Era mucho más que el guionista de Buñuel. Escribió cerca de 140 películas, para cineastas tan distintos como Jacques Tati, Louis Malle, Jean-Luc Godard, Milos Forman, Costa Gavras, Andrzej Wajda, Nagisa Oshima, Volker Schlöndorff, Jean-Paul Rappenau, Carlos Saura, Michael Haneke o Fernando Trueba.
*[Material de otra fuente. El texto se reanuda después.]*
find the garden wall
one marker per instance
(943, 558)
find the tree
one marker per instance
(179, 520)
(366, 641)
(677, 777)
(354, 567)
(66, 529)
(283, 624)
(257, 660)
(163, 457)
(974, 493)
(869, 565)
Todo eso sin olvidar su formidable adaptación teatral del Mahabharata para Peter Brook o su propio texto dramático La controversia de Valladolid, sobre la conquista española del Nuevo Mundo, adaptada a la pantalla por Jean-Daniel Verhaeghe. También escribió letras de canciones para Boris Vian, Juliette Gréco, Brigitte Bardot y Jeanne Moreau. Y hay un cierto Carrière, que algunos podrán considerar menor, pero que revela al extraordinario profesional y contador de historias que alentaba en él, como sus manuales de guion o El círculo de los mentirosos, ese florilegio de fábulas europeas y americanas, de origen zen y sufí, chinas y judías, hindúes y africanas. O su texto para la novela gráfica Le ciel au-dessu du Louvre, con dibujos de Bernar Yslaire. Y quien quiera comprobar la categoría intelectual del personaje sólo tiene que leer su confrontación en 2009 con Umberto Eco en Nadie acabará con los libros. Es bien conocida la erudición del profesor italiano, su agilidad como polemista, su capacidad narrativa y divulgativa. Pero le ganaba Carriére, con una cultura más diversificada y los reflejos bien entrenados del extraordinario conversador que siempre fue.

Si, a pesar de todo eso, es inevitable recordarle como el guionista de Buñuel es por las seis películas que escribió con él entre 1963 y 1977, o los guiones nunca filmados, como Là-Bas, El monje o Agón. Y también por sus memorias, Mi último suspiro. Se ha dicho, no sin razón, que en esa filmografía francesa sus películas carecen de la garra y la frescura de las mexicanas o españolas. Pero hay que calibrar la dificultad de ese tipo de cine en plena convulsión de la Nouvelle Vague, cuando se estaba reformulando el lenguaje fílmico de arriba abajo y el surrealismo era ya pasto de manuales. No fue tarea fácil, y Carriére se reveló como un compañero de fatigas tan eficaz como discreto,

Tras la muerte de Luis en 1983 siempre estuvo dispuesto a echar una mano en todo lo relacionado con él. Esto valía para un documental, una entrevista periodística o una investigación universitaria. Yo mismo lo puedo acreditar, en muy diversos momentos. Allí estuvo, en el Centro Pompidou, o en el Festival de Venecia, cuando tuvimos que presentar algún libro sobre Buñuel. O en mesas redondas que recuerdo en otros lugares, como cuando vino a Teruel para las jornadas surrealistas que organizamos allí en 1993, junto con Carlos Saura.

Con este último coincidimos en Toledo en el año 2000, durante el rodaje de la película Buñuel y la mesa del rey Salomón. Saura y yo urdimos un guion en el que imaginábamos a un productor de origen judío inspirado en Serge Silberman, que había financiado las películas francesas de Luis. Habíamos concebido el personaje para que lo interpretase Jean-Claude, quien aceptó encantado. Recuerdo muy bien el corte que me daba oírles hablar a él y el Gran Wyoming (que interpretaba a Buñuel) con diálogos que yo había escrito para ambos. A saber lo que pensaría en ese momento de mi trabajo como guionista. Pero lo cierto es que estuvo encantador. Lo imprevisible vino después, en una secuencia en la que debía dirigirse a una ceremonia judía en la sinagoga de Santa María la Blanca. Carrière iba con todos los arreos propios del caso, ya maquillado, y de pronto, en plena calle, se encontró con unos vecinos de París que hacían turismo y no se dieron cuenta de que se trataba de un rodaje. Lo reconocieron y, al verlo vestido de aquellas maneras, le dijeron, sorprendidos. "Pero, Jean-Claude, no teníamos ni idea de que usted era judío". Él, sin detenerse para no malograr la toma, no necesitó de la asistencia de ningún guionista bisoño para improvisar, de cosecha propia: "Yo tampoco… es lo que tiene Toledo".